Potassium helps your body regulate fluid balance, transmit nerve signals, and contract muscles, including your heart. Most adults in the U.S. fall well short of recommended intake, so adding potassium-rich foods to your diet can make a real difference.

The connection between guava and cardiovascular health goes beyond just its potassium content. Randomized controlled trials have found that eating guava fruit regularly (in the range of 500 to 1,000 grams per day in study settings) can lower blood pressure and reduce harmful blood lipids without decreasing levels of protective HDL cholesterol. Potassium plays a role in that blood pressure effect by helping your kidneys excrete excess sodium, which relaxes blood vessel walls.

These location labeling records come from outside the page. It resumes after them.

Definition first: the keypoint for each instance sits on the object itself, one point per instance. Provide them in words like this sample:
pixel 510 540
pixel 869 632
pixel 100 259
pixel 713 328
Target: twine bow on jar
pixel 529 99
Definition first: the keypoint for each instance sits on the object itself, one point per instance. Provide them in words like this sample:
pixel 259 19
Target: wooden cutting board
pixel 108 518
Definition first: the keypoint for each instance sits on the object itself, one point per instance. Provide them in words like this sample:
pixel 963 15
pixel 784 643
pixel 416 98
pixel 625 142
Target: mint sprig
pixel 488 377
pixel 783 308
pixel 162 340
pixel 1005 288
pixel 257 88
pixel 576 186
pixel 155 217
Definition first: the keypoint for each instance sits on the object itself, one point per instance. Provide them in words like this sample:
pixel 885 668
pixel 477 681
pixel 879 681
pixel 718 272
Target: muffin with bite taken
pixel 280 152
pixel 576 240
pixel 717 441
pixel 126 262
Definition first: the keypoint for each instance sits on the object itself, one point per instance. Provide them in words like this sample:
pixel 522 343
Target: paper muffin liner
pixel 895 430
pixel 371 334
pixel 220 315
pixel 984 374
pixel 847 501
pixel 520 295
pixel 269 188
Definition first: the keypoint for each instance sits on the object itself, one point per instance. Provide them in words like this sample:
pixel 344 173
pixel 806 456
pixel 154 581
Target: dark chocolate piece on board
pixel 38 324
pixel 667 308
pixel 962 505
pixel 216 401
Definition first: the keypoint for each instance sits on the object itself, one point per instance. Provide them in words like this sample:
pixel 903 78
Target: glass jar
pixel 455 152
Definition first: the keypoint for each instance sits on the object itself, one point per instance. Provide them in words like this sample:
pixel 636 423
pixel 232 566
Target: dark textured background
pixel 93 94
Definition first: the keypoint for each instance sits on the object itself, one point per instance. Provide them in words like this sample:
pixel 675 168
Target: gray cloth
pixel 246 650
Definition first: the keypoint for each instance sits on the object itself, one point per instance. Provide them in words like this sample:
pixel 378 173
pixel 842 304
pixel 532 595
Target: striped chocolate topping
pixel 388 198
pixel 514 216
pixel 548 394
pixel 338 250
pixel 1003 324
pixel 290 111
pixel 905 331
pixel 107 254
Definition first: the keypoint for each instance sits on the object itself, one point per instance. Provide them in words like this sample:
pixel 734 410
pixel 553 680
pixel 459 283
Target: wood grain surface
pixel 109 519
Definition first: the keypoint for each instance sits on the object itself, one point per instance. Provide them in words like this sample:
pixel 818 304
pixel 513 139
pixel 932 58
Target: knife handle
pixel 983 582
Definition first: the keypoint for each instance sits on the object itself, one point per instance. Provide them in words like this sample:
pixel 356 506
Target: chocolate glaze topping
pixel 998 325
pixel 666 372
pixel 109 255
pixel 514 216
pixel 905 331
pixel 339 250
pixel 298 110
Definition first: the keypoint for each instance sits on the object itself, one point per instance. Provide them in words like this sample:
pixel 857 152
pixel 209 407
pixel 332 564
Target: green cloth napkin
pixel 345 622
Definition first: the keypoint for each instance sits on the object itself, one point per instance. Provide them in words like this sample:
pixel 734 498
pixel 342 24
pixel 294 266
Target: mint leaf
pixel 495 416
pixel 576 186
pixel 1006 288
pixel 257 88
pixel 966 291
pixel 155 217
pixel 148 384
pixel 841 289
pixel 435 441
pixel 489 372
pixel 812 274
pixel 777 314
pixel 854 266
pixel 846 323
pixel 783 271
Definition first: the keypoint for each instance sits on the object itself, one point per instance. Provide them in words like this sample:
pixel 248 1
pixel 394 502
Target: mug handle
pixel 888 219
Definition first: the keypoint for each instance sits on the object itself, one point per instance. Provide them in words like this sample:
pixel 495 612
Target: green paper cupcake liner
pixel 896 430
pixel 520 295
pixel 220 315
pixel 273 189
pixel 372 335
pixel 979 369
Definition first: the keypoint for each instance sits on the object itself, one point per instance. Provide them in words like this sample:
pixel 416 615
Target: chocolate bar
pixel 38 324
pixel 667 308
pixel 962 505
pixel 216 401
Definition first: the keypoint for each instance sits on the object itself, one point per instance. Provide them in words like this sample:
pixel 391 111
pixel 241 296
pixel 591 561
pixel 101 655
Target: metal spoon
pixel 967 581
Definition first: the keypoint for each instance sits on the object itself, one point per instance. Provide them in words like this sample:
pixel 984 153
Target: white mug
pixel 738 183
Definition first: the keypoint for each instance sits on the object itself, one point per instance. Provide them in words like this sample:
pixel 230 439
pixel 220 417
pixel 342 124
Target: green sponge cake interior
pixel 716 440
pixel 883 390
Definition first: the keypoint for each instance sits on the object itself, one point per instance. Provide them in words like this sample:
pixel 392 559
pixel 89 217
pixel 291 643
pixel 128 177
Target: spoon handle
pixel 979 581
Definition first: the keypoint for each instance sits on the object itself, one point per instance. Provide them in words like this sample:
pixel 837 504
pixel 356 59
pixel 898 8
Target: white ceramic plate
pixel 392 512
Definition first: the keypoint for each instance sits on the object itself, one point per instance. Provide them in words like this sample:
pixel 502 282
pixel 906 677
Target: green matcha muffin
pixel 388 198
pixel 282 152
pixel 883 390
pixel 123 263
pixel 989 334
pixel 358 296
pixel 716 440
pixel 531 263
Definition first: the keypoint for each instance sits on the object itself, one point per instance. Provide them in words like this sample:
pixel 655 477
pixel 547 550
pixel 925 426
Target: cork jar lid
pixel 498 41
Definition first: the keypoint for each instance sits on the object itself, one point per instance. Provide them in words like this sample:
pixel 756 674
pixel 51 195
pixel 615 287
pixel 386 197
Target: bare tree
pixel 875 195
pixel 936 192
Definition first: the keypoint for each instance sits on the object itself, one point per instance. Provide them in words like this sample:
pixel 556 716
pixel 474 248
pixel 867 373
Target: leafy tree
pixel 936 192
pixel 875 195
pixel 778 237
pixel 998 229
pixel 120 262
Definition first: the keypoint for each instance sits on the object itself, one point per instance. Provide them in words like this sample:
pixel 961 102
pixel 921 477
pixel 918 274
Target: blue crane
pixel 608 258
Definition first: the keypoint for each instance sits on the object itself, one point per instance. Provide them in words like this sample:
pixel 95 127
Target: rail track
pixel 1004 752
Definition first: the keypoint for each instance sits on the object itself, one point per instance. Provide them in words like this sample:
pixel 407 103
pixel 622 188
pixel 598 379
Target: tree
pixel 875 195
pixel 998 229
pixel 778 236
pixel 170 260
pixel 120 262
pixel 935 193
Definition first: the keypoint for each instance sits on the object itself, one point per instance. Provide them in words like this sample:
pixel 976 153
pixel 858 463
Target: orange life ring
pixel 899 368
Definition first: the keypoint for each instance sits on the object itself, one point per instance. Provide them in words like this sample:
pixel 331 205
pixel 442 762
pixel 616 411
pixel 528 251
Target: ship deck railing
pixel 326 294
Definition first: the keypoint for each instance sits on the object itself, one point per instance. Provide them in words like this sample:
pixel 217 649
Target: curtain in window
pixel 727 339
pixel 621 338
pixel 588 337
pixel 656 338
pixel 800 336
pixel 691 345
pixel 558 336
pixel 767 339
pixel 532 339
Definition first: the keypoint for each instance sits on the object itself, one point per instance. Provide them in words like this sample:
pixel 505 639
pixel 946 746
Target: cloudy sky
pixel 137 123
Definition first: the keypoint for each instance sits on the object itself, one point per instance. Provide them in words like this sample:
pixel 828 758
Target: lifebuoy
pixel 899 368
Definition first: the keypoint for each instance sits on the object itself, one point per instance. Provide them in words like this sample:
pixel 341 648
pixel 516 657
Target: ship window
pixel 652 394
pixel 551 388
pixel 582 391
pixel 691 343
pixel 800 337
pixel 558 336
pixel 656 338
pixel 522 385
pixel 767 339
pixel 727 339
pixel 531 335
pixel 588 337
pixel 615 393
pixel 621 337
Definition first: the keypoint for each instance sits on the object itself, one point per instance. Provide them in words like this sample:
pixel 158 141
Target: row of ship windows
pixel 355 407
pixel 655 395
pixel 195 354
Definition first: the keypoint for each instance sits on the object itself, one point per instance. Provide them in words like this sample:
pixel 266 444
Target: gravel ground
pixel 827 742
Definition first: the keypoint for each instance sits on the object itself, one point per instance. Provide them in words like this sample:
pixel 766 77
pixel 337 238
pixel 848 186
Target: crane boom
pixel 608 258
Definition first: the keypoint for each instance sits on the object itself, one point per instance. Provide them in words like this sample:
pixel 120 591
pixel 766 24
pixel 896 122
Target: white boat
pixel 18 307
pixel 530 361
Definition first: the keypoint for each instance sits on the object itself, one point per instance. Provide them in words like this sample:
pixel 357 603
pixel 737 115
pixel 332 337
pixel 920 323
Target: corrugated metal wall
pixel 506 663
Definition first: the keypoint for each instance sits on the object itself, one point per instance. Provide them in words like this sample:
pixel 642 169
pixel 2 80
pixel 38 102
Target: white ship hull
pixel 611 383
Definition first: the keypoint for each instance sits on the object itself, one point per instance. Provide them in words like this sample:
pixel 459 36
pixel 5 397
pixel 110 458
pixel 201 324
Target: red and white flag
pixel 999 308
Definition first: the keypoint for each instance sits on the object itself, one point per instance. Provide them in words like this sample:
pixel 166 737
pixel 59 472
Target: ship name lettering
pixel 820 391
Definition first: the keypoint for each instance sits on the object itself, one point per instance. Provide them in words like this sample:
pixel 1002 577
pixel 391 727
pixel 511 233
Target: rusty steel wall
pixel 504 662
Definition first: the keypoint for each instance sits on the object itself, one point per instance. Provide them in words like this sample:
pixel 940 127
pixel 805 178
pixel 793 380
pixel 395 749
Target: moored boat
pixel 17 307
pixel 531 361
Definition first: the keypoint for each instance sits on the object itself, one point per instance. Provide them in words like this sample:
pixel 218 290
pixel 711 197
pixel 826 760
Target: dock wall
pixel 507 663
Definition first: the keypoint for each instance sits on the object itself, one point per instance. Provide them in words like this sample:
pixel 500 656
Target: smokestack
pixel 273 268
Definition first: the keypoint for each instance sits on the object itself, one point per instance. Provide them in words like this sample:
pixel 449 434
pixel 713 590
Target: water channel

Of course, 500 grams of guava daily is a lot of fruit. Even smaller, realistic portions contribute meaningfully to your overall potassium intake when combined with other whole foods.

Getting the Most Potassium From Guava

Eat guava with the skin on. The skin is entirely edible and contains additional fiber and nutrients. Fresh, ripe guava delivers more potassium than processed forms like guava juice or guava paste, which often lose minerals during production and add sugar in the process.

Ripeness also matters. A guava that gives slightly when you press it is at peak ripeness and will have the best flavor and nutrient availability. Firm, unripe guavas are still nutritious but tend to be more astringent and harder to digest. If you buy them unripe, leaving them at room temperature for a few days will soften them up.

Guava pairs well with other potassium-rich foods in smoothies or fruit salads. Combining it with spinach, yogurt, or avocado in a blended drink can easily push a single snack past 600 to 800 mg of potassium, knocking out a quarter of your daily needs in one sitting.

Who Should Be Mindful of High-Potassium Fruits

For most people, eating potassium-rich foods like guava is beneficial. Your kidneys are efficient at excreting any excess. But if you have chronic kidney disease or take medications that affect how your body handles potassium, high-potassium fruits can cause levels to build up in your blood. This can lead to dangerous heart rhythm changes. If you’re on a potassium-restricted diet, guava’s 417 mg per 100 grams puts it in the “high” category and is worth tracking carefully against your daily limit.